I put a “green closet” small greenhouse around the structure to help control temperature and filter out some of the intense sun.
The greenhouse is made out of PVC pipe, made rigid with wood bracing and covered in 7 mil painters plastic.
When this greenhouse photo was taken, the tomato plants had grown the most by far. So much, that I had to remove a few plants due to their roots blocking up the pipes, and to allow for the other plants to get more light.
Later, I added string support for the plants to cling on to.
I was very surprised by the root systems. Below is a photo of the root system of one of the tomato plants. These roots actually started to become an issue. They started to grow so much that they would block the pipes and cause water to back up in the system.
A little bit of a “hair cut” fixed that for a little while. This is a pot I removed to thin out the garden.
Enjoying the harvest
We used the green onions and lettuce from the setup to make a lot of salads for six (two adults and 4 kids).
Here is a photo of one of those plants.
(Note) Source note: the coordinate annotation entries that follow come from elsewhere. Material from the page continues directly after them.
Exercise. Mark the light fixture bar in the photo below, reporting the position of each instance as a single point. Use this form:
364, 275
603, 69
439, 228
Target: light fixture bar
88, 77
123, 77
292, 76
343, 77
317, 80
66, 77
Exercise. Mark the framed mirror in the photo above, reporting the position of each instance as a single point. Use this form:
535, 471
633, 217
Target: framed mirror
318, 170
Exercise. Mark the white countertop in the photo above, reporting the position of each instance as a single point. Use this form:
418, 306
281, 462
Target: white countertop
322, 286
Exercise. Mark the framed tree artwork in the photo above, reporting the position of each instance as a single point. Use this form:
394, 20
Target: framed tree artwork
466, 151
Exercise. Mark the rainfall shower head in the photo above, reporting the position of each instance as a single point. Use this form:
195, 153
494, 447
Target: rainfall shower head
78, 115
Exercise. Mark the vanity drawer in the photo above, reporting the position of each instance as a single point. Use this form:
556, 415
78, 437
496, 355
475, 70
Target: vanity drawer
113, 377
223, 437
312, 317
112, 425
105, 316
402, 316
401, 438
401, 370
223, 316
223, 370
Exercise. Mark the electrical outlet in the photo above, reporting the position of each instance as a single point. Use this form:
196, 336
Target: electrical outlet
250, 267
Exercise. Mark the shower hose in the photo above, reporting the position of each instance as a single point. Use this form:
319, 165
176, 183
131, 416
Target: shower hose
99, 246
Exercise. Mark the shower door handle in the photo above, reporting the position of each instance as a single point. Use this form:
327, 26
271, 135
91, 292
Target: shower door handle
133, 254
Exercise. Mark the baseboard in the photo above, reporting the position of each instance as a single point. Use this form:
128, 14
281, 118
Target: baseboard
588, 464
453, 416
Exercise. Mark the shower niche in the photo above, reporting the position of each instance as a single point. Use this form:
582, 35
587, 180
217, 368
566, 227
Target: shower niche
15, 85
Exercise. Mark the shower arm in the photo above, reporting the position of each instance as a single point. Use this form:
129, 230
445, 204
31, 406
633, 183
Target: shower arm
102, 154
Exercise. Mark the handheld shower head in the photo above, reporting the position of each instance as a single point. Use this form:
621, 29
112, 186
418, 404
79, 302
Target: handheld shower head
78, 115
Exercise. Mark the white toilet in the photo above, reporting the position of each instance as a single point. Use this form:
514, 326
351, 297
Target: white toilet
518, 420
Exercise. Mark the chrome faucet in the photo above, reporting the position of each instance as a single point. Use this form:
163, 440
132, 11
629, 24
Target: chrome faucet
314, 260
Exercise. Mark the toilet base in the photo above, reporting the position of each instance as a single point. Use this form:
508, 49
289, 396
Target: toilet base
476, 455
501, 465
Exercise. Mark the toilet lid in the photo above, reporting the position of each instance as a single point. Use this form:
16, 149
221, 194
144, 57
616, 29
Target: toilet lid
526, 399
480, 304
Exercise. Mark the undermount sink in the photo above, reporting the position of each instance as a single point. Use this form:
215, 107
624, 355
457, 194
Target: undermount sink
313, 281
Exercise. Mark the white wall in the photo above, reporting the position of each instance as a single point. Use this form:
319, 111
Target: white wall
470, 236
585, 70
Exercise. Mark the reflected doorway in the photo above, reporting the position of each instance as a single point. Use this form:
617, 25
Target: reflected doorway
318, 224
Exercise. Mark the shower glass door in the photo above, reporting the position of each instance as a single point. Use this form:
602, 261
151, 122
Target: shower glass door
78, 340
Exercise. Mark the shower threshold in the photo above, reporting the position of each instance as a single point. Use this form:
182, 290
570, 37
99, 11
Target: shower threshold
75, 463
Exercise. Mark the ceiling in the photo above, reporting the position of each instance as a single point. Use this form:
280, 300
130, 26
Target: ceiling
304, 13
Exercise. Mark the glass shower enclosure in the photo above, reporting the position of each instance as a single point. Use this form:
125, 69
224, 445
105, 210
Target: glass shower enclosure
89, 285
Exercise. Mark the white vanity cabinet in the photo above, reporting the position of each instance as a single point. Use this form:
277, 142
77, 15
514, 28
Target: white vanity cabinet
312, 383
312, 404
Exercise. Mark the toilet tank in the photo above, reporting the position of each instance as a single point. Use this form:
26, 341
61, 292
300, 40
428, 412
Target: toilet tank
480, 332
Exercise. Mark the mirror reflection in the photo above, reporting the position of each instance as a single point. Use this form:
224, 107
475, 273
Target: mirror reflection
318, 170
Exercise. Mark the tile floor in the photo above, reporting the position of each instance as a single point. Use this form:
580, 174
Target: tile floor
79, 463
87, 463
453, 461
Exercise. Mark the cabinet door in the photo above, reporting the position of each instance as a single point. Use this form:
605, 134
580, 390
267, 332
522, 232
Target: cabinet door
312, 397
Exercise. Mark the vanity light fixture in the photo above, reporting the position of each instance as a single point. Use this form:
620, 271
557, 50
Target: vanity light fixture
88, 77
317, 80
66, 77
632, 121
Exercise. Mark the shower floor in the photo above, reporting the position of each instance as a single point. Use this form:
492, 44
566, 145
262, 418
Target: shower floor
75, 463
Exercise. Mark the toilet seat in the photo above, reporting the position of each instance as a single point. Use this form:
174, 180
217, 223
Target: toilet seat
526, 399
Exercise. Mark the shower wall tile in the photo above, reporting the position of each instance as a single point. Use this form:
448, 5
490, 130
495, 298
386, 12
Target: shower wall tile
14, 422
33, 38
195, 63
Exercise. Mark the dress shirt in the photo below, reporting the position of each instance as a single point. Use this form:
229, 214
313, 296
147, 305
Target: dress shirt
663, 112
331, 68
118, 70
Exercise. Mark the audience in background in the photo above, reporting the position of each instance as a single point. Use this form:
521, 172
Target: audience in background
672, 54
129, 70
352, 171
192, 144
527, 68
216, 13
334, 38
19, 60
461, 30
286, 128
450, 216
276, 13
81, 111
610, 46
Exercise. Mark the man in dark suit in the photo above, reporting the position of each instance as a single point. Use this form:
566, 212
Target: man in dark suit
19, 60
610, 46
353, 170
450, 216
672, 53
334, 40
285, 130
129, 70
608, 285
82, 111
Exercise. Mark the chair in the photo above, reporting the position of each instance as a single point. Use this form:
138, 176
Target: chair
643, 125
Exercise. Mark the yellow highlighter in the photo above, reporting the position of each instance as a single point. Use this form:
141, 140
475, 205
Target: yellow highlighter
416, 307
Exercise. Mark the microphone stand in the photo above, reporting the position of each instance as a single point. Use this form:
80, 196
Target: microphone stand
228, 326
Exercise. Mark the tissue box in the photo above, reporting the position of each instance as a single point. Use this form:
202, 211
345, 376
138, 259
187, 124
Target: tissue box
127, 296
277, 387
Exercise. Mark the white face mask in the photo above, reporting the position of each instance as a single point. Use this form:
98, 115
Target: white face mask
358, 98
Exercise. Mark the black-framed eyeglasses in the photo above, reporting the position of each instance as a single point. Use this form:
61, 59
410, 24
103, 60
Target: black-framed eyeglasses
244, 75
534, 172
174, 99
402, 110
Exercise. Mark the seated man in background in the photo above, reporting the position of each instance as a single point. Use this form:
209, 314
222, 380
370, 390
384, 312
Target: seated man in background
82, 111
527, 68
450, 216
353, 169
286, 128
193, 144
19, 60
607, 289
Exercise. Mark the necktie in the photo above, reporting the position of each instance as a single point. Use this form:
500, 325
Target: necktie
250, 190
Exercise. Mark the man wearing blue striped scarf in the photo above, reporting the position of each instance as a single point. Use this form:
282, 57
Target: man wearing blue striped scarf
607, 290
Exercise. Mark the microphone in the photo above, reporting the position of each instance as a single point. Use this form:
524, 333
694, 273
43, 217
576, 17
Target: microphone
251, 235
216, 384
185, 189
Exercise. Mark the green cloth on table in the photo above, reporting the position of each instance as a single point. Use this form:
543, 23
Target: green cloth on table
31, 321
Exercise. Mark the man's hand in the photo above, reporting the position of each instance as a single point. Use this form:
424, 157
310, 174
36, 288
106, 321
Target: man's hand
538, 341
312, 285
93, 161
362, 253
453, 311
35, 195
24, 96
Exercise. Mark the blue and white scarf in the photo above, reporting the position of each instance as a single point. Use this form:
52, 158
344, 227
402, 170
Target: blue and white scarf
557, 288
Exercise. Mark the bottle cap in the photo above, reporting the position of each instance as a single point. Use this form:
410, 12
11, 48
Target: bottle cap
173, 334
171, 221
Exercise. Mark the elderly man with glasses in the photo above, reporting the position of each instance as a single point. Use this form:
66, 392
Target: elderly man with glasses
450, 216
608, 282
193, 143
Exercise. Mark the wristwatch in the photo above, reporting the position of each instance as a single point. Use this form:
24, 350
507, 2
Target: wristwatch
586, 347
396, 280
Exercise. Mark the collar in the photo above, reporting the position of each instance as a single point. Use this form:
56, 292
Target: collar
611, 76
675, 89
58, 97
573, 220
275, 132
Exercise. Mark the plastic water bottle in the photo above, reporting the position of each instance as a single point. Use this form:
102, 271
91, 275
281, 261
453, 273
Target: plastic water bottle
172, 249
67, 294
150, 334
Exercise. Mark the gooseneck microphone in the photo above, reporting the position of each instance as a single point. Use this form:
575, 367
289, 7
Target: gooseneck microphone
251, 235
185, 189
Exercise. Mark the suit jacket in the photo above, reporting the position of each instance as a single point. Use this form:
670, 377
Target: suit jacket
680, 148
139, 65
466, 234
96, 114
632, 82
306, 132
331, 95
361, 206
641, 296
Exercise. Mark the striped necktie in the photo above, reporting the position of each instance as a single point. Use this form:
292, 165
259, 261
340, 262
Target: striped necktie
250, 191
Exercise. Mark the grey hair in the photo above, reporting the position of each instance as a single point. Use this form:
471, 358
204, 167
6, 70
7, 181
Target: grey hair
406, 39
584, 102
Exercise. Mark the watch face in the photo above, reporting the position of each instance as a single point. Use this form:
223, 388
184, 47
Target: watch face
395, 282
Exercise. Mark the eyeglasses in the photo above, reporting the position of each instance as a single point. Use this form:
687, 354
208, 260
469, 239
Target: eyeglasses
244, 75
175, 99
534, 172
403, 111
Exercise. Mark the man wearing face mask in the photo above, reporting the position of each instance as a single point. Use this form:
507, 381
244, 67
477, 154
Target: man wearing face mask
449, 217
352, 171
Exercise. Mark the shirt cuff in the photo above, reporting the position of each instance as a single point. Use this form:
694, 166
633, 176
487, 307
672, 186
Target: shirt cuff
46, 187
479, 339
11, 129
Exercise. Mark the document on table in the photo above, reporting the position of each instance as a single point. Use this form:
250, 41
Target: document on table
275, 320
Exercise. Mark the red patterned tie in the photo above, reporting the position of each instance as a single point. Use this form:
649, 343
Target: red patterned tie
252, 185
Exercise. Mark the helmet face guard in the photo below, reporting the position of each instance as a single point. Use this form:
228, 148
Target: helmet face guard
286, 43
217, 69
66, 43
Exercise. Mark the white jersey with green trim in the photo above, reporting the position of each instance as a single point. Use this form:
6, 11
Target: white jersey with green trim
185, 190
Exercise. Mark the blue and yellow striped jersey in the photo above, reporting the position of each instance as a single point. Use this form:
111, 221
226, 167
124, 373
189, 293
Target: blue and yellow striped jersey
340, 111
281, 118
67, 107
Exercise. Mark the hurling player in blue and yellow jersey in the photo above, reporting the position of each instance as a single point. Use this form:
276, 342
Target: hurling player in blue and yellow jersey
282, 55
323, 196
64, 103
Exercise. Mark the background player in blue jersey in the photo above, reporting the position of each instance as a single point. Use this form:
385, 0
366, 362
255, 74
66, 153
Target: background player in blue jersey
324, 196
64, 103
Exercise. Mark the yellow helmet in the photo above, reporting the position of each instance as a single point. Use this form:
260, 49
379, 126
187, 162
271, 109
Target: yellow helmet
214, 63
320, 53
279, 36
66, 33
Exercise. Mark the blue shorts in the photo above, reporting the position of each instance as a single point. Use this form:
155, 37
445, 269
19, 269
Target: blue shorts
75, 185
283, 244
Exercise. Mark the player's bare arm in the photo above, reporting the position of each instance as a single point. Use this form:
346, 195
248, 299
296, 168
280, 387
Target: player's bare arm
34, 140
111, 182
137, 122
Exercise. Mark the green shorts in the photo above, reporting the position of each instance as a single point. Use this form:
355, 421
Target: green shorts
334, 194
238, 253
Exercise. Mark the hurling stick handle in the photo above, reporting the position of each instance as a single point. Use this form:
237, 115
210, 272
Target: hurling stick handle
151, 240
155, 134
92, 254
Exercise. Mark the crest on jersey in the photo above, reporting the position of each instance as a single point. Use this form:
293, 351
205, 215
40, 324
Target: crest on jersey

We just kept cutting leaves off, and they just kept growing back.
DIY hydroponics system cost
Overall, the bill of materials cost on the entire unit is well under $100. I also bought some tools that I didn’t already own, including a 4″ hole saw for $20.
Materials I used to build DIY hydroponics system
- 170-200 GPH fountain pump
- 27-gallon plastic storage container with lid
- 4” PVC pipe: 4@48”
- 3/4” PVC pipe:
- 4” PVC end caps: 8
- 3/4” PVC elbows: 8
- 3/4” steel pipe plugs: 8
- Flexible PVC fountain tubing
- Black PVC pipe tape
- Wood for support frame
Hydroponics system supplies
- Standard garden seeds and plant starts
- Standard seed starting medium and starter cells
- 4” hydroponic net pots: 16
- Hydroponic clay pellets
- Hydroponic nutrient solution formulated for growth; I like FoxFarm.
Hydroponics system equipment
- Hacksaw and guide for cutting pipe
- 4” hole saw
- 3/4” drill bit
All in all it’s been a good experiment, and we’ve grown a lot of produce. It was fairly easy to do, and it worked well in my small space. I can’t wait to build my next hydroponics system, refining my ideas.